My advisor invited me to do my master's thesis in his research area (of course I was happy about the invitation, but today I wish I had the discernment to choose an area based on my tastes). From the beginning, the objective/proposal of the thesis was never defined, which always left me unsure. I have tried to find a way to contribute to the body of knowledge in this area, but I cannot do this, perhaps because I do not have enough knowledge in this area (which is completely new to me). Also, this area has not stimulated my interest very much. I recently informed my advisor of this situation, but he told me to read more about the area to find motivation. He gives me the freedom to do whatever I want within this area, but I can't do this on my own. I feel like a fraud in my academic path, which up to now I have always been enthusiastic about and where I have produced good results. For the first time, I feel really depressed about my life and I don't know what to do.

Any advice?

EDIT: My master's degree is in computer science engineering and the research area proposed by my advisor is DLT/Blockchain.

  • Your description of the MSc sounds way too broad. I also agree with the supervisor's assessment. You say you "always were enthusiastic about your academic path" - what about? If you find some things interesting, why not read more about them until you encounter open problems? Posting it as a comment because it is more of a request for clarification than a suggestion. Also, just in case, consider merging accounts if that's what's happened.
    – Lodinn
    Feb 4, 2022 at 15:22
  • Thanks for the comment! I'm not sure what you meant by "Your description of the MSc sounds way broad. I also agree with the supervisor's assessment." What evaluation? My academic background has always intrigued me, yet I never had contact with the DLT/Blockchain area proposed by my supervisor. I feel regretful that I did not choose an area that met my interests. And I feel that although it is my advisor's area, he doesn't guide me.
    – user153022
    Feb 4, 2022 at 21:18
  • What I meant was that "computer science engineering" is as broad as it gets: maybe I am just not knowledgeable enough, but I do not see how blockchain/DLT would not fit in or at least overlap with it. Ergo, "this area has not stimulated my interest very much" and "I did not choose an area that met my interests" were a bit confusing. Could you please give a somewhat specific example of what does interest you on a level where DLT/blockchain would not fit in? I will address what I stated about the advisor's assessment and guidance momentarily, largely going by your last phrase in this comment.
    – Lodinn
    Feb 4, 2022 at 23:38

2 Answers 2


Given what you have said about that overwhelming feeling of the lack of guidance, I am very tempted to categorize it as a rather common problem of a poor fit in terms of personality.

You see, advisors exist on a certain spectrum of how much independence they want or expect from a student. This is a subject to a whole lot of influences ranging from the lab needs at a specific moment in time to personality quirks. Few researchers are good managers. A good manager would be able to be very flexible about their approach and treating the student the way that is the most efficient for that student. For some advisors it does comes naturally, for others it is a lot of effort. The latter is more common by far.
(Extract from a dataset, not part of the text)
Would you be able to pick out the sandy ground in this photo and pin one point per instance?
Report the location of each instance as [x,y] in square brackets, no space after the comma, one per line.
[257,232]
Students are also very different: some need at least an initial spark to get going, others prefer something more free-form. Some are more productive with fixed office hours and have a hard time working from home, others detest having more external control over them than absolutely necessary to get the job done. The list goes on.

This variety in approaches can (and often does) culminate in complaints from both sides. Either the student is unhappy with being micromanaged or the advisor does not get how (perceived) micromanaging could make someone happy and fulfilled. Yours seems to be the latter case - you want more input and the advisor might be thinking that approach is a dead end.
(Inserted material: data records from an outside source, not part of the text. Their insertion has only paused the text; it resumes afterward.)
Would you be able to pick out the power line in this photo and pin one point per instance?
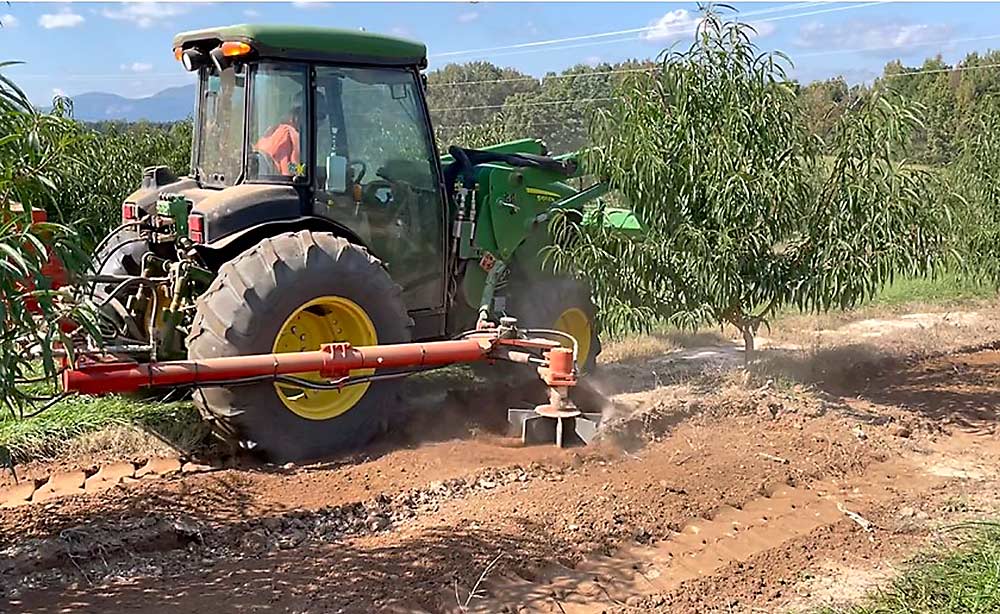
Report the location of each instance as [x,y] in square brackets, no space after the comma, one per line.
[890,47]
[535,46]
[523,104]
[930,71]
[546,77]
[598,34]
[611,98]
The above is reading way too much into your situation and probably being overly dramatic, but I reckon this is the gist of it - the advisor wants you to be more independent than you are ready to be. That is not necessarily a bad thing, some professional growth opportunities are lurking nearby, but you do seem to have communication issues.

You do need solid footing to begin with, and your advisor suggests finding something that excites you. I wholeheartedly agree. Given that you struggle with soul-searching and navigating this new field, find something that does work for you and express that in communication. Even with all the experience and wisdom in the world, a closed stance of "I do not like this and that too much" is not a lot to act or advise upon. Exploring something you liked in another field, possibly finding connections or describing what was so great about these things would be a great start. You have to confide in your advisor a little more about your desired academic path... Or find a new one, it would seem. Alternatively, it is possible to finish your MSc a bit miserably and move on to something else, but as long as there are other options, explore them first.
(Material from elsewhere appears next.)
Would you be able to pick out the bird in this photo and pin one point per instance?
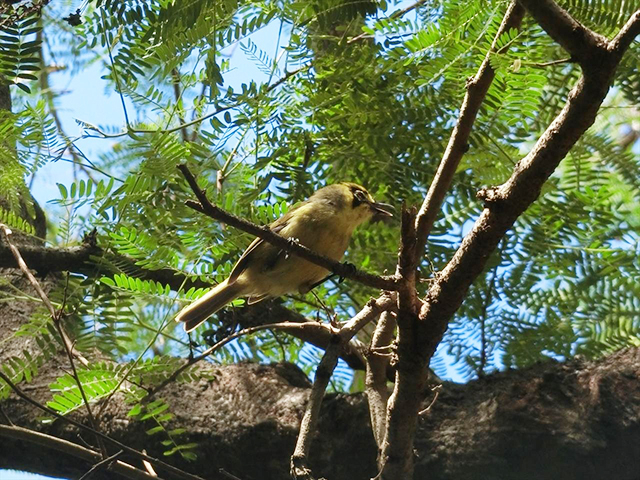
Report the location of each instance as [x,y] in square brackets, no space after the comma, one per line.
[324,223]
TL;DR: Find something actionable for your advisor - at very least a detailed example of an input that would work for you and a description of what exactly is lacking from their existing guidance. You are increasingly pressed for time - it is prudent to make more open moves. If you are in the midst of a slow boiling conflict, it is better to bring it up now and buy yourself some time to navigate it than to slowly suffocate and still have that conflict shortly before the thesis deadline.


Actually, one can move away from the 'area' to the methodology to analyze the data from said area.

If you are interested in robust statistical methods, say relating to fitting a line from available data based on a proposed model and explaining results, or robust correlation coefficients some of which have interesting interpretations which may place a new perspective on the literature.

There is also a curious statistical method related to ratings (as in the performance of judges deciding which is the best wine) or in rating expected performance.

Also, discriminate analysis where you develop/fit a rule equation to assign elements to the correct group (predicting who will perform/win...and the contrary).

More advanced studies include probability failure laws (time to an event) or hazard analysis are possibilities.

So, my advice first generally acquaint yourself with the noted tools I listed as a basis for analysis and review the literature in the proposed area and apply the tool.

It is not too likely that your professor is acquainted with the analysis and will find the results and associated discussion at least novel and interesting.